Зрелище обещало быть незабываемым.
Пусть даже герцог никогда больше не прикоснется к нему, по каплям отмеряя минуты жизни. Оно того стоит.
…Смеркалось.
Максимус, приметив дом побольше, повернул туда. В окне трепетал тусклый огонек, жгли лучину. Из-под плетня выскочила облезлая и костлявая собака, бросилась с лаем под ноги лошади.
— Пшла! — цыкнул на псину Максимус, — эй, есть кто дома? Хозяева!
— Кого там черти несут? — из темного нутра избы на порог вывалился мужик в грязной рубахе, который, едва завидев темный силуэт всадника, вмиг сменил тон.

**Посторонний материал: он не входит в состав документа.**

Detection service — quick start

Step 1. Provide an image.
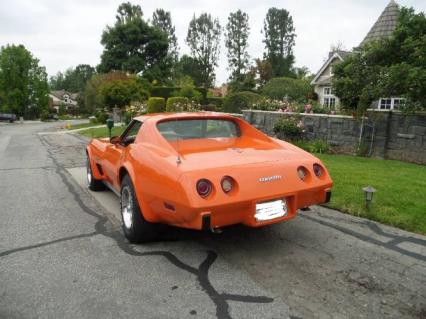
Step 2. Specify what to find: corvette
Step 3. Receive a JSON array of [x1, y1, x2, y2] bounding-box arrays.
[[86, 112, 333, 242]]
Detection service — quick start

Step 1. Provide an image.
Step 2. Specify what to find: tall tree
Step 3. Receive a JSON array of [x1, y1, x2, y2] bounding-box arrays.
[[49, 64, 95, 92], [263, 8, 296, 77], [0, 45, 49, 117], [333, 8, 426, 111], [225, 10, 250, 81], [186, 13, 222, 87], [152, 9, 179, 65], [176, 54, 204, 86], [98, 3, 169, 78]]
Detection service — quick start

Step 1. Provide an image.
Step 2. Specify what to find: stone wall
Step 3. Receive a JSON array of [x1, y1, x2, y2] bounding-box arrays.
[[243, 110, 426, 164]]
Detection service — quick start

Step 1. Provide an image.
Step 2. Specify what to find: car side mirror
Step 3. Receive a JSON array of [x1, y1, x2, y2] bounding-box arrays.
[[109, 136, 121, 145]]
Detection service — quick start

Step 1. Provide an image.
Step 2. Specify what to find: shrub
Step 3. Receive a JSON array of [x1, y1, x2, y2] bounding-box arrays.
[[166, 97, 189, 112], [274, 117, 304, 141], [262, 78, 312, 101], [147, 97, 166, 113], [294, 139, 331, 154], [96, 112, 108, 124], [207, 97, 223, 109], [123, 112, 133, 125], [172, 86, 203, 102], [150, 85, 207, 101], [222, 92, 262, 113], [151, 86, 176, 99], [40, 110, 49, 122]]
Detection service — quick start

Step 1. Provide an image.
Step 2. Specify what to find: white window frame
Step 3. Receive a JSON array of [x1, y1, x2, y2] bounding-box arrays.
[[377, 97, 406, 111], [322, 86, 337, 111]]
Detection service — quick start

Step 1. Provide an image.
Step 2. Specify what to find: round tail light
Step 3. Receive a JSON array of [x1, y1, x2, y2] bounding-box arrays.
[[220, 176, 234, 193], [297, 166, 308, 181], [314, 164, 322, 177], [197, 179, 212, 197]]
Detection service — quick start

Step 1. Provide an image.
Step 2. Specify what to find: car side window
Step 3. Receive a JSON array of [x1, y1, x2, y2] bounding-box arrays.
[[121, 120, 142, 145]]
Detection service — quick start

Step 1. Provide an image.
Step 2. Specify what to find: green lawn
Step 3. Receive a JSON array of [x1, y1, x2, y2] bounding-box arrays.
[[316, 154, 426, 234], [77, 126, 126, 138], [69, 123, 100, 130]]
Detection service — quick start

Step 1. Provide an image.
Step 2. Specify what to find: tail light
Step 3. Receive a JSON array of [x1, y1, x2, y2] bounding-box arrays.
[[314, 164, 323, 177], [297, 166, 308, 181], [197, 179, 212, 197], [220, 176, 234, 193]]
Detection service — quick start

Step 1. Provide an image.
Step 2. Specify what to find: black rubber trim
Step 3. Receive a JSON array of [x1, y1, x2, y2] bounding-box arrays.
[[201, 215, 211, 231], [324, 191, 331, 204]]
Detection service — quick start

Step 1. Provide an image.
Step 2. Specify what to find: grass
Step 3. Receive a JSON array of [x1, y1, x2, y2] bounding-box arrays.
[[317, 154, 426, 234], [69, 123, 101, 130], [78, 126, 126, 138]]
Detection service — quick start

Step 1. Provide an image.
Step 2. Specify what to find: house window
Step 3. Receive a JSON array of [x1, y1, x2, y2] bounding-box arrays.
[[379, 97, 405, 110], [324, 87, 333, 96], [322, 86, 336, 111], [323, 97, 336, 110]]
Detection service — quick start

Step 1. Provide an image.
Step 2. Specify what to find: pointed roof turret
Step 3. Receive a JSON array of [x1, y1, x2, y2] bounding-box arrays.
[[359, 0, 400, 47]]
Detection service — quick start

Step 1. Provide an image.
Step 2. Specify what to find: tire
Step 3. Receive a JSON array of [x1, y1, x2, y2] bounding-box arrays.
[[86, 155, 105, 192], [120, 175, 158, 243]]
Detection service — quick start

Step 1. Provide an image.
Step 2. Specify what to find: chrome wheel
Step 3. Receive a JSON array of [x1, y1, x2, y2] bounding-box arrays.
[[121, 187, 133, 229]]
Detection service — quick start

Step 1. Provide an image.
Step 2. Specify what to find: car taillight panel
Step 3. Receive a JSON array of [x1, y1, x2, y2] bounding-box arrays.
[[220, 176, 234, 193], [314, 164, 324, 177], [297, 166, 308, 181], [197, 178, 212, 197]]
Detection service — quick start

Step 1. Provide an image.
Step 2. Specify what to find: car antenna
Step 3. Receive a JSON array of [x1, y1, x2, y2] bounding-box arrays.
[[176, 118, 182, 165]]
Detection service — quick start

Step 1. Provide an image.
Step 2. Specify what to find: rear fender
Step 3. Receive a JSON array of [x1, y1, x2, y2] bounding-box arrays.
[[86, 144, 104, 180], [119, 162, 159, 223]]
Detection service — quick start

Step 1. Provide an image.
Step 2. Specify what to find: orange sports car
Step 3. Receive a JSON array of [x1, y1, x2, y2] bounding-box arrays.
[[87, 112, 333, 242]]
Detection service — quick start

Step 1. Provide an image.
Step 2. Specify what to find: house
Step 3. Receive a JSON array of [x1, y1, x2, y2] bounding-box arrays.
[[311, 0, 404, 110], [49, 90, 78, 112], [311, 51, 351, 111]]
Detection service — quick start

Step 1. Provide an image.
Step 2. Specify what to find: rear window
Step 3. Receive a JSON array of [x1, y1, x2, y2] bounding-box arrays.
[[157, 119, 240, 141]]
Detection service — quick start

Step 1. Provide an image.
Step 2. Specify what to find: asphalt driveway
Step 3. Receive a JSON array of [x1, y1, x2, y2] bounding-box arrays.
[[0, 123, 426, 318]]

— Чего изволите, господин? Подати мы уже платили. Год нынче плохой.
— Переночевать изволю, — усмехнулся Максимус, разглядывая хозяина. Тот изрядно походил на свою псину, но, помимо всего, еще и был пьян.
— Поезжайте дальше, господин, — смиренно сказал крестьянин, — негде здесь вам…
Макимус раздраженно сжал поводья.
— Под навесом, где коня поставишь. Навес имеется, я вижу. Черти тебя дери, открывай, я заплачу.
Перспектива получить денег «за просто так» возымела эффект сродни волшебному.
Чуть раскачиваясь из стороны в сторону, хозяин подошел к плетню, отворил калитку и поклонился.
— Ежели под навесом… То завсегда пожалуйте. Денег-то сколько дадите?